La mancha mongólica, además, simboliza la unión de la protagonista con la naturaleza, que se liga a su decisión de no tomar carne. Casi todos los niños pierden esta mancha al crecer, pero ella la conserva. Una rareza que la autora utiliza para representar la ruptura de Yeonghye con las ataduras: esas pesadillas la impulsaban a volver al hábitat natural, a liberarse del yugo de la sociedad. La narración adquiere tintes más existencialistas al mismo tiempo que plantea un juego erótico con el cuñado (y que ella acepta porque se siente bien): él le propone grabar unos vídeos con sus cuerpos pintados de flores. Arte posmoderno, y una excusa para acercarse a ella. Yeonghye da un paso más: no solo ha dejado de comer carne, sino que actúa como si formara parte de otro ambiente, como si quisiera fundirse con los árboles, como si fuera una planta que se alimenta de sol (esa costumbre de mostrar sus pechos, su piel, a la luz del día). ¿Hasta qué punto desvaría por la falta de nutrientes y hasta qué punto es una mujer lúcida en un entorno de abducidos por el capitalismo? Yeonghye se mueve en esa frontera borrosa entre la desviación y la cordura. Nos hace dudar. Nos hace cuestionarlo todo.

En ese momento lo recordó. Recordó que había escuchado esas palabras innumerables veces mientras dormía. Recordó que se decía, sin despertarse del todo, que si aguantaba ese instante, todo estaría bien por un tiempo. Recordó que borraba el dolor y la vergüenza que sentía con el letargo que le proporcionaba el sueño. Recordó que en la mesa del desayuno, a la mañana siguiente de esas noches, sentía el impulso de clavarse los palillos en los ojos o de echarse sobre la cabeza el agua hirviendo de la tetera.

El tercer relato, "Los árboles en llamas", gira alrededor de la hermana de Yeonghye. Es la única mujer, y, no por casualidad, la única que comprende a Yeonghye, sin el desprecio del marido ni la lascivia del cuñado. Ella no ha dejado de comer carne, pero, al igual que su hermana, está casada y sufre la presión de cumplir en todos los ámbitos (profesional, familiar, doméstico) sin derrumbarse. Es consciente de que el quid no está en el vegetarianismo, sino en la violencia inherente a la cultura patriarcal, a la institución de la familia, al capitalismo. Esa violencia a veces física pero sobre todo simbólica, silenciada, que las destruye de forma progresiva, que las deja caer, las anula. La hermana ocupa una posición incómoda, entre dos mundos: por un lado, sigue perteneciendo a la hegemonía, sigue estando en su sitio, en su casa, con su familia; no obstante, empatiza con Yeonghye, entiende su estallido. Sabe que ella también podría venirse abajo, aunque, a diferencia de Yeonghye, tiene algo que la ata con firmeza a la realidad: la maternidad. Dos hermanas, dos mujeres al límite; y solo dice basta la que no tiene niños pequeños a su cargo. La otra se resigna, aguanta.

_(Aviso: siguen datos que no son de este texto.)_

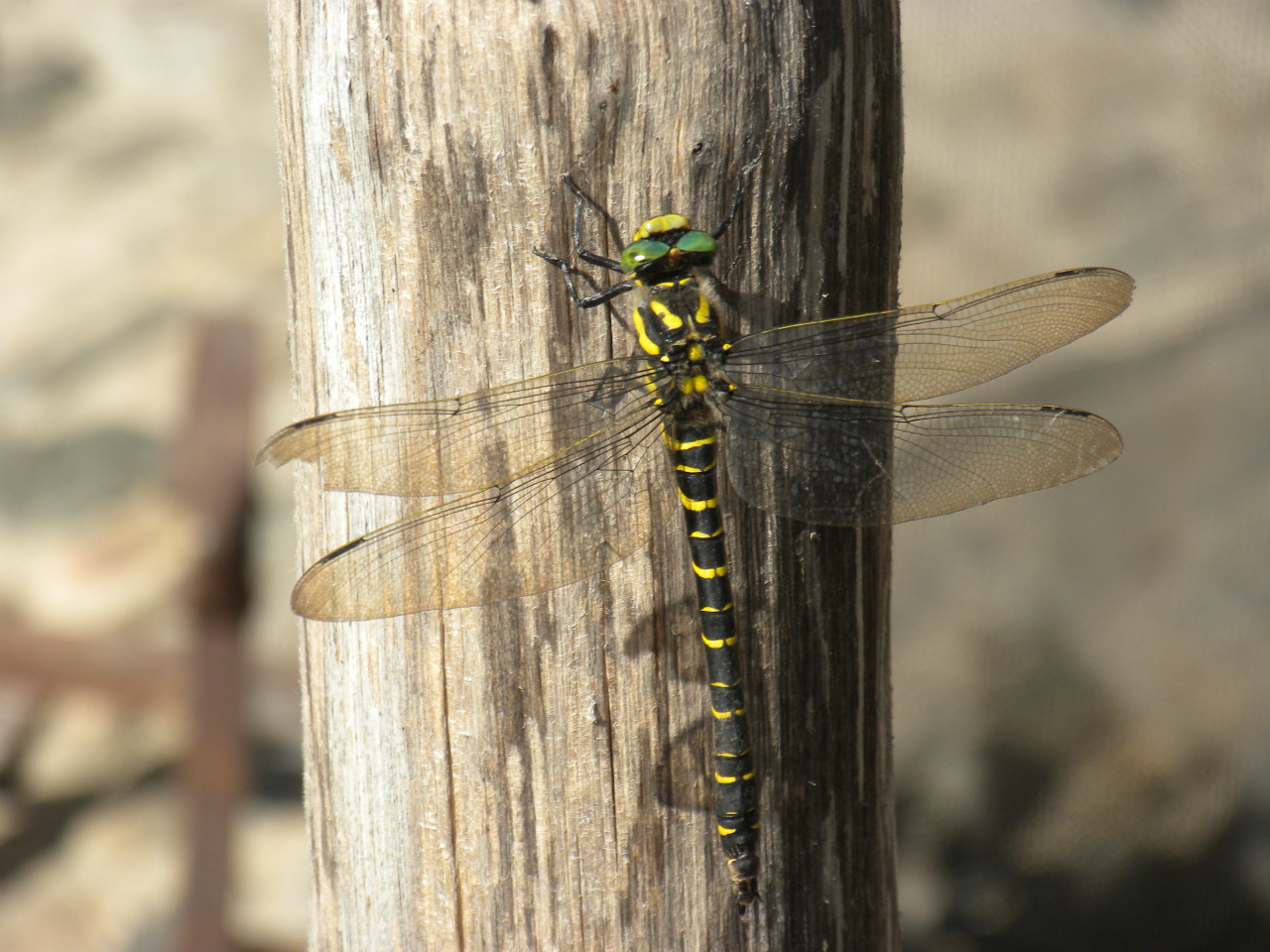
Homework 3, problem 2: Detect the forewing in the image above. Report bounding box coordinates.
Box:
[725,391,1121,526]
[260,358,650,496]
[291,414,666,621]
[726,268,1133,403]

La traductora, Sunme Yoon, explica que la novela no fue bien recibida en Corea del Sur por parte de los críticos, a saber, hombres de cierta edad, con una formación poco receptiva a la narrativa experimental. Por el contrario, gustó mucho a las mujeres. Es un dato significativo: La vegetariana narra la caída de una anti-heroína con la que muchas mujeres se pueden identificar. En su represión, en su rebeldía frustrada. Lo mismo en el resto del mundo. Han Kang ha escrito una obra que trasciende su localización y atañe a todos los países donde impera el capitalismo. Su alegoría que recuerda a aquello del efecto mariposa: una pequeña modificación en los hábitos de una sola mujer, como dejar de comer carne, puede conllevar grandes alteraciones en todo un sistema. Y los que controlan ese sistema tratan de evitarlo. El resultado es brutal, feroz. Culmina en una catarsis que, más que liberar, nos sume en el pesimismo... aunque por el camino nos da pistas para evitar ese desenlace. Una muy buena novela, en fin, de las que permanecen, de las que remueven, de las que no se agotan.

Citas en cursiva de las páginas 67-68, 93, 113, 201 y 216.